Demokrasi ve Atılım (DEVA) Partisi Genel Başkanı Ali Babacan, bugün İstanbul’da bir dizi etkinliğe katıldı. Erzurumlular İl Derneği ve …
Demokrasi ve Atılım (DEVA) Partisi Genel Başkanı Ali Babacan, bugün İstanbul’da bir dizi etkinliğe katıldı. Erzurumlular İl Derneği ve Arnavutköy Samsunlular Derneği ziyaretleri ve Arnavutköy Çilingir köyü sakinleriyle bir araya gelen Babacan, akşam da partisinin Arnavutköy İlçe Başkanlığı binasının açılışını yaptı. Burada konuşan Babacan, ekonomik sorunlara değindi ve Cumhurbaşkanı Recep Tayyip Erdoğan’ın, Gelecek Partisi Genel Başkanı Ahmet Davutoğlu ile kendisi için “O makamlara kendi layık oldukları için gelmediler” açıklamasına yanıt verdi.
“İSTİFA ETTİĞİMDE NEDEN KAL DİYE ISRAR ETTİN?”
Cumhurbaşkanı Erdoğan’a, “Benimle neden 13 yıl çalıştın?” diye soran Babacan, “Geçenlerde ‘Liyakatle işbaşına gelmedi’ diyor.
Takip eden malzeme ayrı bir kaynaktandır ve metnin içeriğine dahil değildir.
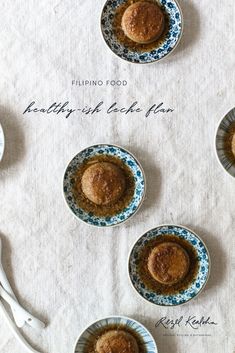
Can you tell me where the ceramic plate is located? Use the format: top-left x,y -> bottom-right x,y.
63,144 -> 146,227
0,124 -> 5,162
74,316 -> 158,353
101,0 -> 183,64
215,108 -> 235,177
128,225 -> 210,306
Dinlediniz değil mi TRT’de? Vay vay vay, hale bak ya. Liyakatle işbaşına gelmemişiz. Tabii insanlar da haklı olarak soruyor Erdoğan’a. ‘Ya sen liyakat sahibi değildi de tam 13 yıl boyunca Ali Babacan’la niye çalıştın’ diye insanlar soruyor. Yine insanlar Erdoğan’a soruyorlar. Tek yetkili olduğun şu son 4 yıldır, 4 tane Merkez Bankası başkanı değiştirdin. 3 tane Hazine ve Maliye Bakanı değiştirdin. Demek ki işine gelmeyince hemen bakanı değiştiriyorsun. Buradan insanlar soruyor, diyorlar ki, ‘Liyakatsiz dediğin Ali Babacan’la tam 13 yıl çalıştın. Niye üçüncü döneminin son gününe kadar Ali Babacan’la çalıştın? Ver bakalım bunun cevabını. Ali Babacan, 2009’da istifa mektubunu verdiğinde, 2011’de ayrılmak istediğinde, 2019’da partiden istifa ettiğinde niçin ‘Kal’ diye ısrar ettin adama’ diye soruyor insanlar. Bakanlıklar da Merkez Bankası da hikaye. Onun için bu ülke, bir krizden bir başka krize geçiyor” ifadelerini kullandı.
“ERDOĞAN’LA GEÇMİŞ YARIŞMASINA KALKMAYACAĞIM”
Babacan sözlerini şöyle sürdürdü: “Sayın Erdoğan değmez. Üç günlük dünya için değmez. Haklının hakkını teslim edeceksin. Adil yönetim budur. Bugün devlet yönetiminde ne ortak akıl arayışı var ne de istişare var. İnadına karar alan bir tek kişi var. Başka bir şey yok. Hepsi hikaye. Bakanlıklar da Merkez Bankası da hikaye. Onun için bu ülke, bir krizden bir başka krize geçiyor ama arkadaşlar merak etmeyin. Ben Sayın Erdoğan’la böyle bir geçmiş yarışmasına kalkmayacağım. Takdir milletindir. Bizim artık gözümüz, bu ülkenin yarınlarında. Bu ülkenin yarınlarına bakacağız biz. Seçim sonrasını hayal ediyorum. Seçim sonrasında nasıl bir Türkiye’de yaşayacağımızı hayal ediyorum. Özgürleşmiş ve zenginleşmiş bir Türkiye’nin hayalini kuruyorum ben. Mutlu bir Türkiye hayal ediyorum. Tek bir ailenin bile yoksulluğun pençesinde yaşamadığı bir Türkiye hayal ediyorum. Barışın diyarı bir Türkiye hayal ediyorum. Barışın diyarı bir Türkiye. Türk Kürt, Sünni Alevi, sağcı solcu, ocu bucu hiç fark etmez.”